The Proposed Definition of “Complex”: It’s Not Complex Enough
Posted April 23, 2014 by CUNA Regulatory Advocacy
Most readers now know that NCUA’s RBC proposed rule applies to “complex” credit unions, which NCUA defines as any federally insured credit union with more than $50 million in assets. Why did NCUA choose to define “complex” based on asset size? From our perspective, this is overly simplistic. It is business decisions, operations, activities and portfolios that make a credit union’s operations complex, not simply its assets. The definition of “complex” should rely on factors that are actually related to risk.
According to NCUA stats, as of January 2013, 94 percent of total federally insured assets are held with credit unions of $50 million or more in assets. In other words, most credit unions will be considered “complex” and thus covered by the new proposal.
Such a simplistic approach should mean it will be easier for the agency and credit unions to determine if they are in or out of the rule. But that is not necessarily the case as credit unions with assets of say, $40 million, will need to start thinking about how the rule would impact their operations once they cross over the “complex” credit union threshold.

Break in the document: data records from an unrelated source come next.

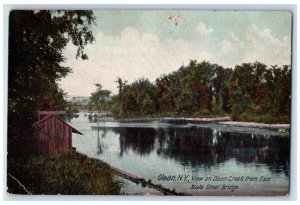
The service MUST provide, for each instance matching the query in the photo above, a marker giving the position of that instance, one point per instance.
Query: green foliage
(65, 173)
(205, 89)
(36, 42)
(99, 99)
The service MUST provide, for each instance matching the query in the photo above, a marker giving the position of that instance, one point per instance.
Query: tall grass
(66, 173)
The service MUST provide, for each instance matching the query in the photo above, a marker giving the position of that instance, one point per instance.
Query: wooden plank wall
(53, 136)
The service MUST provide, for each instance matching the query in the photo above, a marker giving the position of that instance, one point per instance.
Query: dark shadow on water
(204, 147)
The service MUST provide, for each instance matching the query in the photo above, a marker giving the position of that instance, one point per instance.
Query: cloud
(131, 55)
(203, 29)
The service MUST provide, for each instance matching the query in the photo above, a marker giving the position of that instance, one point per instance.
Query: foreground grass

Moreover, a definition that is too easy distorts the purpose of having risk based capital. Under the Federal Credit Union Act, NCUA’s risk based capital system must be based on credit unions’ “portfolios of assets and liabilities” and should provide additional protection when the credit union’s net worth at the adequately capitalized level is not sufficient for the risks presented. As the Act provides, risk based capital is only needed when the complexity of a credit union’s operations present risks that justify more capital over and above the adequately capitalized level.
Bottom line, NCUA’s definition of complex as indicated by the Act is far too simple – and should be more complex!